C'est
une proposition intéressante de sortir aujourd'hui 2 ou 3 choses
que je sais d'elle (même si je sais bien que le film sera peu
vu, peu diffusé) surtout pour les commentaires de Jean-Luc Godard
distillés en voix off avec une élocution presque éteinte, susurrée
à l'attention du spectateur. Ce discours est super sentencieux, déjà
presque politique et critique de cette France de De Gaulle et
Pompidou, alors premier ministre, un discours d'avant mai 68, d'avant
la révolution mais qui écorne déjà la haine des dirigeants pour
les classes laborieuses.
Evidemment
ça rappelle des positions politiques françaises actuelles, surtout
quand Godard dans son dialogue parle d'une type qui vient de
Rotschild. Suivez mon regard. « J'en déduis que le pouvoir
gaulliste prend le masque d'un réformateur et d'un modernisateur
alors qu'il ne veut qu'enregistrer et régulariser les tendances
actuelles du grand capitalisme. » Voilà le tout début du film
alors qu'il filme Marina Vlady l'actrice jouer Juliette Jeanson une
femme de banlieue parisienne. Son fils est Christophe Bourseiller, sa
voix a mûri mais son élocution et sa bouille sont les mêmes depuis
1967.
Le
« elle » du titre ce n'est pas seulement Marina Vlady
Juliette Jeanson, c'est surtout le banlieue qui effraie un peu
Jean-Luc Godard, il ne sait pas vraiment comment la filmer, où
placer la caméra, alors il multiplie les mouvements d'appareil pour
tenter de trouver un plan d'ensemble. Lui qui avait l'habitude de
filmer les rues parisiennes se trouve dans un certain embarras. Il
résoudra vite ce problème en ne filmant plus jamais les grands
ensembles, les immeubles de banlieue, ce film-là est son film somme
sur la banlieue parisienne.
Le
cinéaste semble tellement perturbé par les changements, par les
travaux, par les immeubles en construction qu'il peine également à
travailler le son. En début de film, il entrechoque mollement le
raffut des pelles mécaniques, des voitures du périph avec sa voix
et celles des interviewées mais il abandonne vite le chaos sonore.

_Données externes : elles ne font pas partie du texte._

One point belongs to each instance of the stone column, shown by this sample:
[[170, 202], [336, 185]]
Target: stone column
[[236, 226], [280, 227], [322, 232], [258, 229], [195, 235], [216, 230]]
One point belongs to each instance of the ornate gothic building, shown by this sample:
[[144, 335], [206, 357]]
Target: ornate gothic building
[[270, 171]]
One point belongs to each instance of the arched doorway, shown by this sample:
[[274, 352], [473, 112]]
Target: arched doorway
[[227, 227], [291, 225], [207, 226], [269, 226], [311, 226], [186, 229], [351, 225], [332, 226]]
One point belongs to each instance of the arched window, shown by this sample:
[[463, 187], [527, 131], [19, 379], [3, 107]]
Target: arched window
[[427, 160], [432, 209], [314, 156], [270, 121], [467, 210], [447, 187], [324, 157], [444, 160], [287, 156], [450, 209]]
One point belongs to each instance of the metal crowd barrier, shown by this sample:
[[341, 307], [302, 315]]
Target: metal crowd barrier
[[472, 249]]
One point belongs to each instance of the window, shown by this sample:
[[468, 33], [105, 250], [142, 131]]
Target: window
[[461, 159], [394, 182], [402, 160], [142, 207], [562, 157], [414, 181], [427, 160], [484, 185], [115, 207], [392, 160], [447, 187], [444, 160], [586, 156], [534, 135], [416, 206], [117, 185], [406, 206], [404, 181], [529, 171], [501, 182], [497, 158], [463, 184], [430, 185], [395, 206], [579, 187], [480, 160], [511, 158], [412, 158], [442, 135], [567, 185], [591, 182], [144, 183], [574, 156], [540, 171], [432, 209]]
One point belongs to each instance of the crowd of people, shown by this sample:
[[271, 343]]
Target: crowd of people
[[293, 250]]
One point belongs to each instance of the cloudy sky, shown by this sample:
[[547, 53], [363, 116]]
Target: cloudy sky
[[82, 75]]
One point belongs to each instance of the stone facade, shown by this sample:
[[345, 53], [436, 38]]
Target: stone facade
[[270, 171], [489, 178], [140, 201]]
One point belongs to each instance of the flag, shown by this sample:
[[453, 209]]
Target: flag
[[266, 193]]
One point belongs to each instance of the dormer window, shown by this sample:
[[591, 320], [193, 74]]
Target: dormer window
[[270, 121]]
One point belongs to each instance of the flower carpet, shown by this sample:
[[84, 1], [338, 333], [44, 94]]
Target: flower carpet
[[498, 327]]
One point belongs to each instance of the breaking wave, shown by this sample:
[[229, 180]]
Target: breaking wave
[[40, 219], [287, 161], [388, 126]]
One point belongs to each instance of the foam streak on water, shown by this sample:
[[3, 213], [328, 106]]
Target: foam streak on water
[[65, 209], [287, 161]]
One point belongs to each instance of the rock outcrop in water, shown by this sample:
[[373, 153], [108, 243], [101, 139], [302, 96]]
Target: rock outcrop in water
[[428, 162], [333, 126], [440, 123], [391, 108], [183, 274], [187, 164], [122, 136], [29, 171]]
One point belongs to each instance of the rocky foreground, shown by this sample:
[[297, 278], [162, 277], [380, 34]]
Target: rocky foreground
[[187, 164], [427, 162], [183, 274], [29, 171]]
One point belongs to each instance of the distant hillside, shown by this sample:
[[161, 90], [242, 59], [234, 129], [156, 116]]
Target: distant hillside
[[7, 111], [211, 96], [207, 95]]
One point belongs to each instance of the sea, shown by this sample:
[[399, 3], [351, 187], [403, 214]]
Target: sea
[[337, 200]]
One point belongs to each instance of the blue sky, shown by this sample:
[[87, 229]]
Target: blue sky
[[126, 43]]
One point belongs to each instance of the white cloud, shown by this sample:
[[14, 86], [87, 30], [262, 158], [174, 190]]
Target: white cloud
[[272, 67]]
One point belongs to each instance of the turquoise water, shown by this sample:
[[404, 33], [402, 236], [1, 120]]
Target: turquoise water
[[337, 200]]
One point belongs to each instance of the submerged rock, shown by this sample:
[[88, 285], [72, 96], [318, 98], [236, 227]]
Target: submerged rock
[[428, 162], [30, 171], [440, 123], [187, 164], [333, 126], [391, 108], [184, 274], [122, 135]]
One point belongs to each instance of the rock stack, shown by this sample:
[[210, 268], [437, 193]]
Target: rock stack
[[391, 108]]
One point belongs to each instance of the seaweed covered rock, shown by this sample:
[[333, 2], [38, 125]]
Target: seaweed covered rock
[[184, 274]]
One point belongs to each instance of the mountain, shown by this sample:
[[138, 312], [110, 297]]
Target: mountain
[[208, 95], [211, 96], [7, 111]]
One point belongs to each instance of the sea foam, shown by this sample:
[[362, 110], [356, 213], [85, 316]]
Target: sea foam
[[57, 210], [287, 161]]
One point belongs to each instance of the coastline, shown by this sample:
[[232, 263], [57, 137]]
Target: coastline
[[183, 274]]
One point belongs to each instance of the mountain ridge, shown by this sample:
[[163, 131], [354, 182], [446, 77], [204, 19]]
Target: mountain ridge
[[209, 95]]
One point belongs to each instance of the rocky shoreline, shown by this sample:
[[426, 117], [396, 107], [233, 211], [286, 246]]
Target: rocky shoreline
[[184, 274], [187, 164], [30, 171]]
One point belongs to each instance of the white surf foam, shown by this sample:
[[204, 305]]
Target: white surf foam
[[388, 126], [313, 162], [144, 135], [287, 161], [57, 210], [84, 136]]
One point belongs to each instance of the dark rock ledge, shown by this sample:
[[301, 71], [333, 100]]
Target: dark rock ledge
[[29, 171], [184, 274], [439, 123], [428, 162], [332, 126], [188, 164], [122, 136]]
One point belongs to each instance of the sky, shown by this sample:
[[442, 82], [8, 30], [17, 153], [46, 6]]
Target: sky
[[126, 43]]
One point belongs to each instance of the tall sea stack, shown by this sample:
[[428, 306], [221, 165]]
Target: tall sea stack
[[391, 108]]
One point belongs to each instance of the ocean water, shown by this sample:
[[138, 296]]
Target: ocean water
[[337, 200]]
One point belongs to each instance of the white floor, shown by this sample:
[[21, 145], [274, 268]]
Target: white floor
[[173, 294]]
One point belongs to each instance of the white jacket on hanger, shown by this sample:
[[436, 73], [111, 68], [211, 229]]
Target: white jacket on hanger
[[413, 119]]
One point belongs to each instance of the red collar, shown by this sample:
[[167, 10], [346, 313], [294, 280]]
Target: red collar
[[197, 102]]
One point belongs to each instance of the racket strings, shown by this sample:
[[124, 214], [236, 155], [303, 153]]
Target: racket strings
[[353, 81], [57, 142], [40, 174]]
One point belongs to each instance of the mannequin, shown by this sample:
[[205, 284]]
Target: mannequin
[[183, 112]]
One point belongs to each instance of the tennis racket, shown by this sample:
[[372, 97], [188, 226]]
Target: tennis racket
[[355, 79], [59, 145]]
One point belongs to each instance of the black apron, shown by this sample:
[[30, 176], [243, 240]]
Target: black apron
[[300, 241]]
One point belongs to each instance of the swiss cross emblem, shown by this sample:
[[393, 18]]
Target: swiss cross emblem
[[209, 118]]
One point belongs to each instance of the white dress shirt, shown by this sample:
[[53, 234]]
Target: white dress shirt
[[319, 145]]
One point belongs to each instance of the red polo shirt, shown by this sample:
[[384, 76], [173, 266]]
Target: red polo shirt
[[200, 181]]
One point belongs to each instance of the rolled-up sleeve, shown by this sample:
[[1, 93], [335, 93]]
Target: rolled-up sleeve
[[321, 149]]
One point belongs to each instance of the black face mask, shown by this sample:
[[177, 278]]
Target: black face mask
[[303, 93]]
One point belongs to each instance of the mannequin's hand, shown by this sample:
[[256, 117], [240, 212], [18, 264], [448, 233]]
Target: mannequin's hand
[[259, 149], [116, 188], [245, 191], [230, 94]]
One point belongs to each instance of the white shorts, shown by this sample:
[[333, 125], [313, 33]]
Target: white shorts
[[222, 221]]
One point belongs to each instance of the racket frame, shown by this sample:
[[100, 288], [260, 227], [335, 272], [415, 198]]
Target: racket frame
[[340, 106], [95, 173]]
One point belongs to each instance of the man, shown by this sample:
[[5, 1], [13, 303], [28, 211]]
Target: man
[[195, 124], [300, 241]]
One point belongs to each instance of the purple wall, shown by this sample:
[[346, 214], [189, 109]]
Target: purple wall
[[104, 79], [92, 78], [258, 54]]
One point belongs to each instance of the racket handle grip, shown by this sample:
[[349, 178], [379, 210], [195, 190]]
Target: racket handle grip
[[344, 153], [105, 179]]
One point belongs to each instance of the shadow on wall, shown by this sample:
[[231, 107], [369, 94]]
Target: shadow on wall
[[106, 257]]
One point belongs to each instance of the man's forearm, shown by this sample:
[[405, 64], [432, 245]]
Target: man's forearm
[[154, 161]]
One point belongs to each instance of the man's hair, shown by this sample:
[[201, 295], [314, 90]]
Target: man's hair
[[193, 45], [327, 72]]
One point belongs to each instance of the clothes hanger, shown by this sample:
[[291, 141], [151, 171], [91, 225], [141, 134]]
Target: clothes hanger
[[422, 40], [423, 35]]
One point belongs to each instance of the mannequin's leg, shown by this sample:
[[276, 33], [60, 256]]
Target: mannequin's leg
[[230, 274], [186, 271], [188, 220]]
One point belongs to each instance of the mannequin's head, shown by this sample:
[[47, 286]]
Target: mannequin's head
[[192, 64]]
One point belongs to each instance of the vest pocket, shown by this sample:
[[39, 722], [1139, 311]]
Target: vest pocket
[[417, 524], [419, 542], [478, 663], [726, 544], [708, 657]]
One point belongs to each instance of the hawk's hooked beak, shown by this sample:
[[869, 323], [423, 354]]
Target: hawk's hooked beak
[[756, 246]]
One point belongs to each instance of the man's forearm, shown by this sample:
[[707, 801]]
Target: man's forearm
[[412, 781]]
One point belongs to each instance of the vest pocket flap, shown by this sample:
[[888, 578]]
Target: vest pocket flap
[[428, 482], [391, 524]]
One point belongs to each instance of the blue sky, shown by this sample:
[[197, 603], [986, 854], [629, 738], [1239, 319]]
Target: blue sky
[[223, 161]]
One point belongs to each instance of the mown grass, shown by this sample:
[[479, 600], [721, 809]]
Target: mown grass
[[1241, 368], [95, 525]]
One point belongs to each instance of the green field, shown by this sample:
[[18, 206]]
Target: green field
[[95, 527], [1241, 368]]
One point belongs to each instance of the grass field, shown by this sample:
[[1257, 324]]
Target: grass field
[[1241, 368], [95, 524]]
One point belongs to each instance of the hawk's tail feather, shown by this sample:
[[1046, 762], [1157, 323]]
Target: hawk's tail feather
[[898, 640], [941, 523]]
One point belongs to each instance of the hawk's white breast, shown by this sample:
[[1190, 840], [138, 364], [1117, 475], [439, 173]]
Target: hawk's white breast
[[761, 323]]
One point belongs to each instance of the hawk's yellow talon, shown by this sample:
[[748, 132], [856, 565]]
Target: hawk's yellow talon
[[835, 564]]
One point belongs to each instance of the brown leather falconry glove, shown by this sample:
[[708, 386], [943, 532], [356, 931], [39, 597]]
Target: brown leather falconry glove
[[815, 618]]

En revanche, il brandit le quatrième mur, fait se tourner vers la
caméra ses femmes (que de femmes) vers l'objectif et elle parle
comme si elles s'adressaient au spectateur ou au moins au cinéaste
qui semble leur poser des questions que l'on entendra jamais.
Comme
tous ses films en couleur des années 1960, il filme en cinémascope
ce qu'il voit et enregistre. C'est étonnant parce que là encore le
cadre a du mal à serrer les visages. Il commence petit à petit,
quand il comprend ses difficultés à filmer l'horizon avec tant
d'immeubles verticaux qui bouchent tout, à mettre les visages de ces
femmes en amorce du plan, ce qui procure un léger effet comique.
Elles sont coupées au milieu du cadre par les immeubles, finalement
une manière visuelle d'en dire plus que ses discours.
L'obsession
du cinéaste pour la prostitution se poursuit encore, le plus métier
du monde est le moyen de ces femmes pour échapper à leur mari, pour
être indépendante (la loi de 1967 faisait des époux les tuteurs
des femmes). On découvre quelques têtes connues au gré des
rencontres libres de Juliette : Anny Duperey chez le coiffeur
qui court rejoindre son fiancé américain incarné par le producteur
Raoul Lévy, Helen Scoot au flipper, Juliet Berto dans un café,
Claude Miller alors assistant de tous cinéastes de la bande.